Support the ‘Prince’

Please disable ad blockers for our domain. Thank you!

William Beacom ’15 and Brett Diehl ’15 have been named Sachs Scholars, the University announced Thursday.

The Daniel M. Sachs Class of 1960 Graduating Scholarship is an award given to seniors who are considering careers in public service. Recipients study at Worcester College at the University of Oxford to pursue a specific degree program. The Global Scholarship in particular supports an independent project at an institution abroad.

Beacom, a concentrator in the Wilson School from Calgary, Alberta, has received the Sachs Global Scholarship. After attending the Middlebury Language School to study Russian, he will spend a year in five Central Asian nations — Kazakhstan, Uzbekistan, Tajikistan, Kyrgyzstan and Mongolia — studying the way in which China has influenced authoritarian regimes there. He will be looking at the Shanghai Cooperation Organisation, a political, economic and military organization founded in Shanghai by the leaders of China, Kazakhstan, Russia, Kyrgyzstan, Tajikistan and Uzbekistan.

Beacom explained that he first received exposure to Asian politics when he received a scholarship to study at Li Po Chun United World College of Hong Kong in high school, where he began taking Chinese. His focus on Central Asia, he said, came from a paper he wrote for a Chinese class, which made him realize that connotations of key terms in the English translations of official declarations differed from those of the Chinese versions. He also noted that he spent a month in Central Asia during summer 2014.

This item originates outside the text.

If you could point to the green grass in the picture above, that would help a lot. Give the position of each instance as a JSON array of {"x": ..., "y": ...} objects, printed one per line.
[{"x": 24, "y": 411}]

“I realized how difficult it was to do research in that part of the world, and I realized I needed more time,” he said.

Another strong influence, he said, is his position as a research assistant in the EUROFORT project, a partnership between the University and the Berlin School of Social Sciences at Humboldt, for which he conducted economic research in Southeast Europe. This internship, he said, allowed him to learn more about how economic integration can happen and the general problems associated with it.

“The European Union is often seen as a template for regional organization,” he said, “and some of that knowledge I brought to my understanding of the Shanghai Cooperation.”

Beacom said he plans to join the Canadian Department of Foreign Affairs, Trade and Development after finishing his year abroad, noting that he might either start working immediately after finishing or go to graduate school to obtain a degree in international relations.

Diehl, a history concentrator from Charlottesville, Va., will be going to the University of Oxford for two years of graduate studies. He intends to obtain a one-year master’s degree in economic and social history, followed by a one-year master’s degree in criminology and criminal justice.

Diehl explained that one major influence on his desire to study social and economic history was his participation in the Bridge Year Program, through which he spent a year in Peru. He explained that this year abroad exposed him to the inequality and social injustice problems present in Latin America. Noting that a lot of economic and social history is in fact rooted in Britain, he said he plans to learn more about British and Western European history and politics while incorporating perspectives from the Americas into his studies.

His interest in criminology and criminal justice, he said, comes from his participation in criminal justice and incarceration reform on campus. He has provided tutoring to prison inmates through the Petey Greene program and is the president of Students for Prison Education and Reform.

Diehl said he hopes to return to the United States after his time at Worcester College to attend law school and become a public defender. He noted that he wants to attend a law school with many social justice clinics, saying that he will use what he sees there to try to address the problems in the criminal justice system.

“In the long term, I hope to bridge the gap between practice and theory by continuing to work as an attorney, while also engaging in academic policy debates about how to create a more just nation and world,” Diehl said.

Clarification: This article has been updated to clarify the purpose of the Sachs Scholarships.